Дошли до колеса обозрения и решили посмотреть город сверху. Я никогда не видела свой городок сверху. Я стояла и ждала, когда мой ухажёр принесёт билетики на колесо. «Девушка, вы идёте?» – спросил контроллер. «Куда?» – «В будущее. Не забудьте загадать желание, когда окажетесь одна в самой верхней точке. Обязательно сбудется!» И чего это он так сказал?

Я пошла одна, без билетика, села в открытую кабинку. Колесо скрипело, как вечность, так мне тогда показалось. Но не противно. Что-то говорило.

Я стала подниматься в будущее. Если верить контроллеру. И мне это понравилось. А мой молодой человек стоял внизу и махал билетиками.

На самом верху я осталась одна. Только озеро вдали, тёмный лес, парк и небо… Такое чистое. Это солнышко его от облаков очистило. Далеко видно.

А там, где село солнышко, всё светилось ровным золотисто-жёлтым цветом. Как древние иконы. Если на них смотреть долго, они тоже такой свет излучают. И со мной что-то произошло, что-то в меня вселилось. И я взлетела вместе с ним. Я почувствовала это физически. Вселилось и спросило скрипом колеса:

– Хочешь в будущее? Будешь знать, что произойдёт с тобой в будущем, но ничего изменить не сможешь…

– Оно где?

– Там, где иконы древнерусские светятся.

– И я буду знать всю свою жизнь?

– Да.

И я представила, что даже на колесе обозрения я буду знать, что произойдёт со мной в следующее мгновение, и сказала:

– Нет.

Жить станет неинтересно. Поседеешь от таких знаний и скуки. А седеть не хотелось.

Дух не обиделся. Ему это даже понравилось. И он оставил меня. Хотя ты же знаешь, какие эти духи капризные. И приходят, и уходят, когда захотят, а не когда тебе это до зарезу нужно. Так я и поладила с духом. И мы стали подниматься вместе. И вот нас уже ничего не связывает с земным. Только небесное. Мы были только вдвоём.

– С кем? – спросил я.

– С духом.
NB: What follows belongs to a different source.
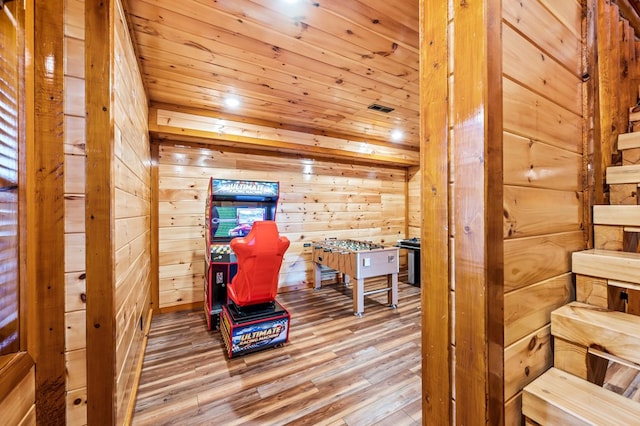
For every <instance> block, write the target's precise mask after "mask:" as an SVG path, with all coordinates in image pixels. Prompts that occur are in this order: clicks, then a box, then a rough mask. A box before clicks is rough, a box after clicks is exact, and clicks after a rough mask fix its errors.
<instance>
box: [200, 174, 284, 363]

Веришь?

– Верю.

– Знаешь, когда твоё телесное превращается во что-то другое…

– И летишь!

– Да нет. Начинаешь понимать небо, слышать его. Играл духовой оркестр, и я слышала прошлое, и оно было прекрасно. Я входила в это прошлое из будущего, в которое идти отказалась. Мне хотелось в то прошлое, где боготворили женщину, любовь, где ценились чувства и благородство. И где «человек» – это звучало гордо. Мне очень хотелось в такое прошлое. И я спускалась в прошлое. Оно приближалось, становилось всё реальнее, там со мной должно было случиться что-то необычное и…
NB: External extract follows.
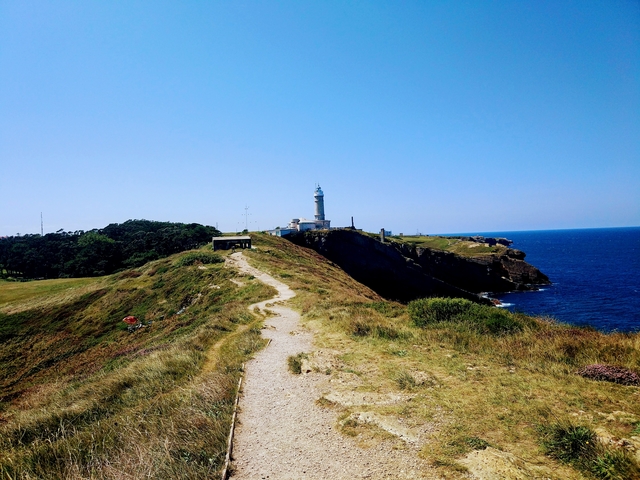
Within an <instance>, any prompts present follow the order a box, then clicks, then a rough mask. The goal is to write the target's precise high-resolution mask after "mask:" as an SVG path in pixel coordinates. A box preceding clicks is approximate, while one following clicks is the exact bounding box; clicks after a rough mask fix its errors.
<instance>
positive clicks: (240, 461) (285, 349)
mask: <svg viewBox="0 0 640 480" xmlns="http://www.w3.org/2000/svg"><path fill="white" fill-rule="evenodd" d="M228 258H229V260H228V261H229V263H230V264H231V266H233V267H235V268H237V269H239V270H240V271H242V272H244V273H247V274H250V275H253V276H255V277H256V278H257V279H259V280H260V281H262V282H264V283H266V284H268V285H271V286H272V287H274V288H276V289H277V291H278V295H277V296H276V297H274V298H273V299H270V300H266V301H263V302H260V303H258V304H255V305H252V306H251V307H250V309H252V310H253V309H254V307H256V306H257V307H258V308H259V309H260V310H261V311H263V312H265V310H269V312H271V315H270V316H268V317H267V319H266V321H265V329H264V330H263V335H264V336H265V337H266V338H269V339H271V343H270V344H269V345H268V346H267V348H265V349H263V350H262V351H260V352H259V353H258V354H257V355H256V357H255V358H254V359H252V360H251V361H250V362H248V363H247V365H246V372H245V380H244V385H243V389H242V395H241V397H240V403H239V413H238V425H237V427H236V433H235V438H234V447H233V466H232V478H234V479H235V478H237V479H242V480H251V479H270V480H274V479H278V480H289V479H291V480H293V479H295V480H302V479H309V480H314V479H318V480H320V479H323V480H324V479H358V478H368V479H387V478H397V479H409V478H413V479H419V478H433V477H432V476H429V477H425V476H424V470H422V467H421V466H420V465H419V464H420V463H421V462H420V461H419V460H418V459H417V458H416V456H415V453H414V454H412V455H408V453H409V452H406V451H402V450H393V449H391V448H389V446H388V445H386V444H384V443H381V444H380V445H377V446H373V447H370V448H366V449H365V448H360V447H359V446H358V445H356V440H355V439H352V438H348V437H345V436H343V435H341V434H340V433H339V432H338V430H337V429H336V428H335V427H334V425H335V424H336V412H335V411H333V410H331V409H327V408H322V407H320V406H319V405H317V404H316V401H317V400H318V399H319V398H321V397H322V395H323V388H326V385H327V383H326V382H327V380H326V377H327V376H326V375H322V374H319V373H311V374H308V375H293V374H292V373H291V372H289V370H288V367H287V358H288V357H289V356H291V355H296V354H298V353H300V352H310V351H311V348H312V340H313V338H312V335H311V334H310V333H309V332H307V331H304V330H302V329H301V326H300V315H299V314H298V313H297V312H295V311H294V310H292V309H290V308H288V307H286V306H285V305H283V303H284V302H286V300H289V299H291V298H293V297H294V296H295V293H294V292H293V291H292V290H291V289H290V288H289V287H288V286H287V285H285V284H284V283H282V282H280V281H278V280H276V279H275V278H273V277H271V276H270V275H267V274H266V273H264V272H261V271H259V270H257V269H256V268H253V267H251V266H250V265H249V264H248V263H247V261H246V259H245V257H243V255H242V253H241V252H238V253H234V254H232V255H230V256H229V257H228Z"/></svg>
Непременно, вот оно! Я замерла. Но из прошлого налетел порыв ветра, кабиночку закачало. От ветра моя супер-дрюпер юбчонка вздулась парусом на голову. И обнажила всё. И мои трусики. Вернее, их отсутствие. Так во всяком случае снизу казалось. Моё забугорное чудо из тончайшего шёлка и кружев видно было только вблизи.

Это был порыв злой силы. Так и в прошлом всякое было. Не только то, о чём я думала. Надо же было так напакостить прошлому в такой необычный момент.

Меня прямо кипятком обдало: все видят… вернее, не видят мои трусики. И это я – секретарь комсомольской организации школы, член горкома.

Я вступила в классовую борьбу со злой силой прошлого. Я пыталась оправить юбчонку, натянуть её на колени, сесть на неё. Но не получалось. Ветер дул всё сильнее, и она упрямо парусом поднималась на голову. «Уж лучше улететь вместе с ней одуванчиком, чем такой позор», – думала я.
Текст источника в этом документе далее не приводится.